Clinical Trials Logo
  1. Home
  2. Bipolar Disorders
  3. NCT00253162
  4. Details
NCT00253162 Clinical Trial

A Study of the Effectiveness and Safety of Risperidone Compared With Placebo in the Treatment of Manic Episodes Associated With Bipolar I Disorder, and the Maintenance of Anti-manic Effectiveness of Risperidone Compared With Haloperidol

Bipolar Disorders Clinical Trial

Official title:
The Efficacy And Safety Of Flexible Dose Ranges Of Risperidone Versus Placebo Or Haloperidol In The Treatment Of Manic Episodes Associated With Bipolar I Disorder.

Clinical Trial Details — Status: Completed

Administrative data
NCT number NCT00253162
Other study ID # CR006049
Secondary ID
Status Completed
Phase Phase 3
First received November 10, 2005
Last updated January 27, 2011
Start date March 2001
Est. completion date September 2002

Study information
Verified date January 2011
Source Johnson & Johnson Pharmaceutical Research & Development, L.L.C.
Contact n/a
Is FDA regulated No
Health authority United States: Institutional Review Board
Study type Interventional

Clinical Trial Summary

The purpose of the study is to assess the effectiveness and safety of risperidone (an antipsychotic medication) compared with placebo after 3 weeks of treatment in patients with bipolar disorder who are experiencing manic episodes. A secondary purpose of the study is to assess the maintenance of risperidone effectiveness versus haloperidol (an antipsychotic medication) after 12 weeks of treatment.

Description:

Antipsychotic agents have, for a long time, been used to alleviate the severe behavioral problems associated with manic episodes. Risperidone, widely used in the treatment of schizophrenia, has been shown to be effective in the treatment of manic and mixed episodes associated with bipolar disorders. This is a randomized, double-blind study to evaluate the effectiveness and safety of risperidone compared with placebo after 3 weeks of treatment in patients with bipolar disorder who are experiencing manic episodes. A secondary objective is to estimate the difference between the anti-manic efficacy of risperidone and haloperidol (active comparator) after 12 weeks of treatment. Haloperidol also serves as an internal control for the 3-week treatment period. The study has two 2 phases: an acute period consisting of 3 weeks of double-blind treatment (risperidone, haloperidol, or placebo) followed by a maintenance period consisting of 9 weeks of double-blind treatment (risperidone or haloperidol) or 9 weeks of open-label treatment (risperidone). Patients receive study medication to be taken orally once a day at gradually increasing doses during the first week (risperidone, a range of 1 - 6 mg/day or haloperidol, a range of 2 - 12 mg/day) to achieve optimal effectiveness, while minimizing any intolerance to the drug. Daily treatment continues at the optimal dose through Week 3 of the first phase. After completing the 3-week double-blind period, patients can continue double-blind treatment for an additional 9 weeks at the optimal dose (with placebo patients crossed over to risperidone), or enter the 9-week open-label period of risperidone treatment. Adjustment to achieve an optimal dosage is made for those patients whose medication is changed upon entering the second phase.
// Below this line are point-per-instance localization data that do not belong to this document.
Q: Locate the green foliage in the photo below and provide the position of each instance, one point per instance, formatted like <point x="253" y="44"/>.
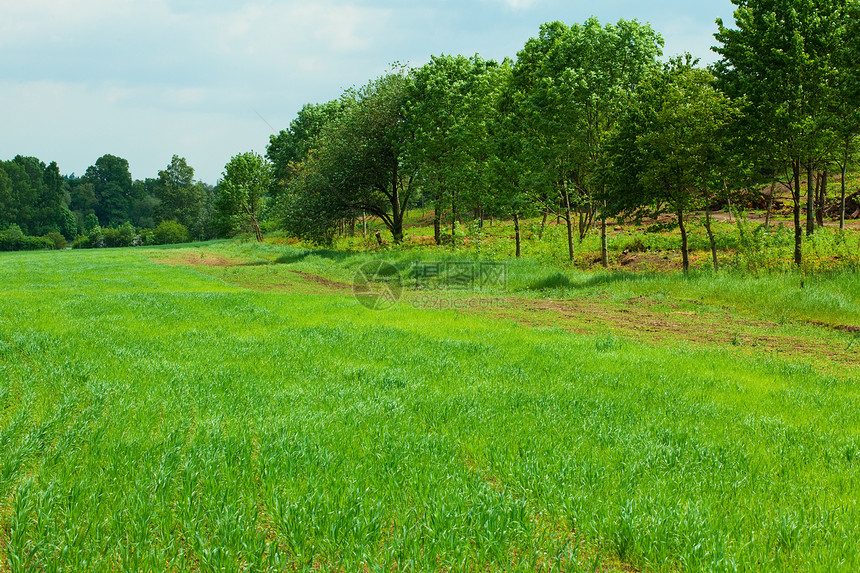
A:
<point x="179" y="197"/>
<point x="58" y="241"/>
<point x="169" y="233"/>
<point x="356" y="163"/>
<point x="13" y="239"/>
<point x="246" y="179"/>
The primary measure of effectiveness (acute efficacy) is the change in Young Mania Rating Scale (YMRS) total score from baseline to the endpoint at 3 weeks of the acute treatment period. Additional efficacy measures for the study assess maintenance efficacy. These measures include the Clinical Global Impression-Severity of Illness (CGI-S) scale; Global Assessment Scale (GAS), which assesses the patient's level of functioning; Brief Psychiatric Rating Scale (BPRS), a scale for measuring psychotic symptoms; and the Montgomery Asberg Depression Rating Scale (MADRS), which evaluates symptoms of depression. Safety assessments include the incidence of adverse events and measurement of vital signs (temperature, pulse, blood pressure) throughout the study; evaluation of the presence and severity of extrapyramidal symptoms by the Extrapyramidal Symptom Rating Scale (ESRS) at specified intervals; and clinical laboratory tests (hematology, biochemistry, urinalysis) at the start and end of both phases of the study. The study hypothesis is that 3 weeks of daily treatment with risperidone is more effective than placebo, as measured by Young Mania Rating Scale scores, in the treatment of the manic phase of Bipolar I Disorder. Acute phase: Risperidone orally, once-daily: 2 mg on Day 1, 1 - 3 mg on Days 2 to 4, and 1 - 6 mg on Days 5 to 21; or haloperidol orally, once-daily: 4 mg on Days 1 to 4 and 2 - 12 mg on Days 5 to 21; or placebo orally, once-daily Days 1 to 21. Maintenance phase: optimal dose of risperidone or haloperidol for 9 weeks (placebo patients cross over to risperidone) or Open-label phase: risperidone for 9 weeks.

Recruitment information / eligibility
Status Completed
Enrollment 439
Est. completion date September 2002
Est. primary completion date
Accepts healthy volunteers No
Gender Both
Age group 18 Years and older
Eligibility Inclusion Criteria:

- Meets diagnosis criteria for Bipolar I Disorder - Most Recent Episode Manic (Diagnostic and Statistical Manual of Mental Diseases, 4th edition, (DSM-IV))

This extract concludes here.